Une théologie de l’incarnation
Toutes les religions proposent des mécanismes spirituels pour s’émanciper de la misère humaine. Tous proposent de nous sortir de la malédiction terrestre. Par contre le Christ ne nous offre aucun échappatoire, mais il vient dans nos labyrinthes de vie pour vivre parmi nous par son Esprit. Il nous offre d’entrer dans sa famille, dont l’Eglise est le foyer terrestre. Pour entrer dans la famille de Dieu, nous passons par l’adoption, avec la seule différence, que c’est nous qui décidons de choisir nos parents adoptifs et non le contraire. Le mécanisme de l’adoption nous donne droit à un héritage fabuleux qui n’est pas lié à nos mérites, mais au fait de devenir «enfants de Dieu». La gestion du péché, ne va plus être la condition sine qua non pour entrer dans la famille de Dieu. Je ne passe donc pas devant le juge pour entrer dans la famille de Dieu, mais devant le Père et devant le Fils. En entrant dans la famille, je vais découvrir combien mon péché entrave mes relations avec le Père, mais j’aurais toujours le secours du «Grand Frère» pour changer.

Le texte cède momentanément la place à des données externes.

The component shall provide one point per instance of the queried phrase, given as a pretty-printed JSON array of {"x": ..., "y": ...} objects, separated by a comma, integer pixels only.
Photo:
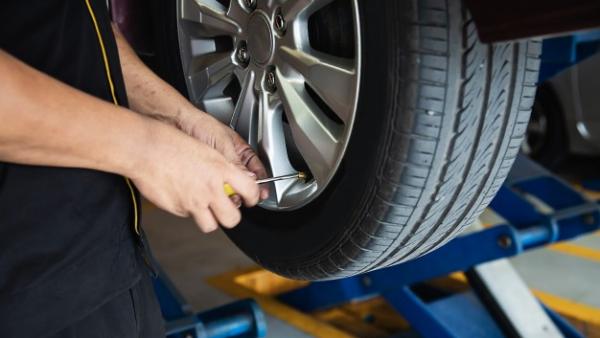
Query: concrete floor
[{"x": 189, "y": 257}]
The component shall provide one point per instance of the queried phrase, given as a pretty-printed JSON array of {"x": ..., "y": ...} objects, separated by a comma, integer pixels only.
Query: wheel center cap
[{"x": 260, "y": 38}]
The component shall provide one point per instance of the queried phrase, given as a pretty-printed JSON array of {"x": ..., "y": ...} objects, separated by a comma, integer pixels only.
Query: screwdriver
[{"x": 299, "y": 176}]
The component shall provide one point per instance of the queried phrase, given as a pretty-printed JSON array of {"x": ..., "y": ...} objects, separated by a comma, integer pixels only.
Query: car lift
[{"x": 499, "y": 304}]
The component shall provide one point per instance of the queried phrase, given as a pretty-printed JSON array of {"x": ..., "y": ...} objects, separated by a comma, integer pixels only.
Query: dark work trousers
[{"x": 134, "y": 313}]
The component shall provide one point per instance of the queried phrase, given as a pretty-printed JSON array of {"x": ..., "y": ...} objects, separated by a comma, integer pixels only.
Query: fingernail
[{"x": 237, "y": 201}]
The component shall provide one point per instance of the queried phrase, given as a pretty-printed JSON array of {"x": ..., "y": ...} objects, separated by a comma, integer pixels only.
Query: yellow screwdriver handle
[{"x": 228, "y": 190}]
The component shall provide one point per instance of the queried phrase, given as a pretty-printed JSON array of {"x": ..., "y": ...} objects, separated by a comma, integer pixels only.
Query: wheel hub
[
  {"x": 251, "y": 65},
  {"x": 260, "y": 38}
]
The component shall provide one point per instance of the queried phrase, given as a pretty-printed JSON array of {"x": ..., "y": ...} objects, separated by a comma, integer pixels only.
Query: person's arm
[
  {"x": 149, "y": 95},
  {"x": 46, "y": 122}
]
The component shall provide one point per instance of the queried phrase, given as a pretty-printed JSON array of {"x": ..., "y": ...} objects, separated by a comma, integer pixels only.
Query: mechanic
[{"x": 80, "y": 112}]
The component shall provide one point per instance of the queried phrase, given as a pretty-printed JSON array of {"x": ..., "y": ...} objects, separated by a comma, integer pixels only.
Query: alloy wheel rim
[{"x": 250, "y": 64}]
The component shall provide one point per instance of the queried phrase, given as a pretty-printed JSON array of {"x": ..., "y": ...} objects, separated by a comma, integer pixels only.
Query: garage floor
[
  {"x": 569, "y": 271},
  {"x": 189, "y": 257}
]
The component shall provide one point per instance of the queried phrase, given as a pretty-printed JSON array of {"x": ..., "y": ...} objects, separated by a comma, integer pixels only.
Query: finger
[
  {"x": 236, "y": 200},
  {"x": 205, "y": 220},
  {"x": 253, "y": 163},
  {"x": 225, "y": 211},
  {"x": 244, "y": 185}
]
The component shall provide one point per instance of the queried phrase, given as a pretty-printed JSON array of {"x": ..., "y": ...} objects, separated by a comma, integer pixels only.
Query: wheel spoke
[
  {"x": 272, "y": 144},
  {"x": 211, "y": 17},
  {"x": 315, "y": 138},
  {"x": 244, "y": 119},
  {"x": 207, "y": 71},
  {"x": 333, "y": 79},
  {"x": 293, "y": 8}
]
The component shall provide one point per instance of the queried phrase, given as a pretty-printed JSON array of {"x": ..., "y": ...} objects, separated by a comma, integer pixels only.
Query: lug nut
[
  {"x": 279, "y": 23},
  {"x": 250, "y": 4},
  {"x": 270, "y": 81},
  {"x": 241, "y": 54}
]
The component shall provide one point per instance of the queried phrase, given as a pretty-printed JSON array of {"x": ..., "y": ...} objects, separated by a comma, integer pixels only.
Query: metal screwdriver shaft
[{"x": 299, "y": 176}]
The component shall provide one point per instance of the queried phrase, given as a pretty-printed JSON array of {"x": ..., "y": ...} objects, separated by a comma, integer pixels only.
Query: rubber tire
[{"x": 440, "y": 121}]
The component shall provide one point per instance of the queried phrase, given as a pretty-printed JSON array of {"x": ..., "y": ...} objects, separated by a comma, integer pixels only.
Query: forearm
[
  {"x": 45, "y": 122},
  {"x": 148, "y": 94}
]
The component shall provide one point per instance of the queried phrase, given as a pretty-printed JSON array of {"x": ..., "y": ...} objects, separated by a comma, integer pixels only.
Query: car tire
[{"x": 440, "y": 120}]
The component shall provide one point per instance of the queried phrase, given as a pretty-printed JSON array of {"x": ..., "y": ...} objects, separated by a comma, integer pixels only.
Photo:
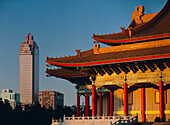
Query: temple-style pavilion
[{"x": 130, "y": 76}]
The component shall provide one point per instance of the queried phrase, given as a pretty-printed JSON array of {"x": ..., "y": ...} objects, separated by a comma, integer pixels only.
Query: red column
[
  {"x": 93, "y": 100},
  {"x": 111, "y": 103},
  {"x": 143, "y": 104},
  {"x": 161, "y": 101},
  {"x": 87, "y": 104},
  {"x": 78, "y": 105},
  {"x": 100, "y": 104},
  {"x": 108, "y": 105},
  {"x": 125, "y": 99}
]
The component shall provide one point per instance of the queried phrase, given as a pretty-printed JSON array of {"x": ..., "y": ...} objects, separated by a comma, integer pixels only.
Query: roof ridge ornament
[
  {"x": 136, "y": 15},
  {"x": 78, "y": 52}
]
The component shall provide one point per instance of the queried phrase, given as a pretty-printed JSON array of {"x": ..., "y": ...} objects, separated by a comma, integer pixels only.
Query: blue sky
[{"x": 59, "y": 27}]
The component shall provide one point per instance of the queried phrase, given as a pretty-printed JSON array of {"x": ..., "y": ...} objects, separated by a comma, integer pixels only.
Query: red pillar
[
  {"x": 125, "y": 99},
  {"x": 87, "y": 104},
  {"x": 78, "y": 105},
  {"x": 143, "y": 104},
  {"x": 108, "y": 105},
  {"x": 94, "y": 107},
  {"x": 100, "y": 104},
  {"x": 161, "y": 101},
  {"x": 111, "y": 103}
]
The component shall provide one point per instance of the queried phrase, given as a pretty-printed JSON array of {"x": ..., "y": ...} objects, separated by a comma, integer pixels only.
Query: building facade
[
  {"x": 130, "y": 76},
  {"x": 29, "y": 71},
  {"x": 51, "y": 99},
  {"x": 13, "y": 98}
]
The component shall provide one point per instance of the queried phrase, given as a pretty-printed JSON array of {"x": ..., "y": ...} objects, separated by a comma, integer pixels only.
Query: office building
[
  {"x": 51, "y": 99},
  {"x": 11, "y": 97},
  {"x": 29, "y": 71}
]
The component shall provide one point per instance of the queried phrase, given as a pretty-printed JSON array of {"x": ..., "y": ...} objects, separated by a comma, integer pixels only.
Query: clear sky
[{"x": 59, "y": 27}]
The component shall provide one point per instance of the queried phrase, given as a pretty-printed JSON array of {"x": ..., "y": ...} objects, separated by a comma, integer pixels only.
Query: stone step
[{"x": 161, "y": 123}]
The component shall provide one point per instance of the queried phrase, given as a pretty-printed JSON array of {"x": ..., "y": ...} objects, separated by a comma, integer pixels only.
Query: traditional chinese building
[{"x": 131, "y": 76}]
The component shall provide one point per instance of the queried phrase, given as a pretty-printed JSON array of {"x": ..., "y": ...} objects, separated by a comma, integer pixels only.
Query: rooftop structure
[{"x": 130, "y": 76}]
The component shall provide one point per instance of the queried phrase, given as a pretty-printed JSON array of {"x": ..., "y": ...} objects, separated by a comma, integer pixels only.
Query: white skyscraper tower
[{"x": 29, "y": 71}]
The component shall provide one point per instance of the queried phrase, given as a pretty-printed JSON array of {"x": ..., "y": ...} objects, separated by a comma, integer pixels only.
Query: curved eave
[
  {"x": 68, "y": 76},
  {"x": 107, "y": 62},
  {"x": 130, "y": 40}
]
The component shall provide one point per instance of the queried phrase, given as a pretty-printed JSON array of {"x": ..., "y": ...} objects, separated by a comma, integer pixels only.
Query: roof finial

Le jugement dernier va s’adresser aux membres de la famille de Dieu et à ceux du dehors. Ceux qui font partie de la famille seront récompensés en fonction de leur travail, mais ceux du dehors ne pourront jamais faire partie de la famille et ils n’hériteront rien. Ils passeront l’éternité parmi les «cochons» comme le fils prodigue de la parabole. Il n’y aura plus de retour possible dans la maison du Père. C’est ça l’enfer!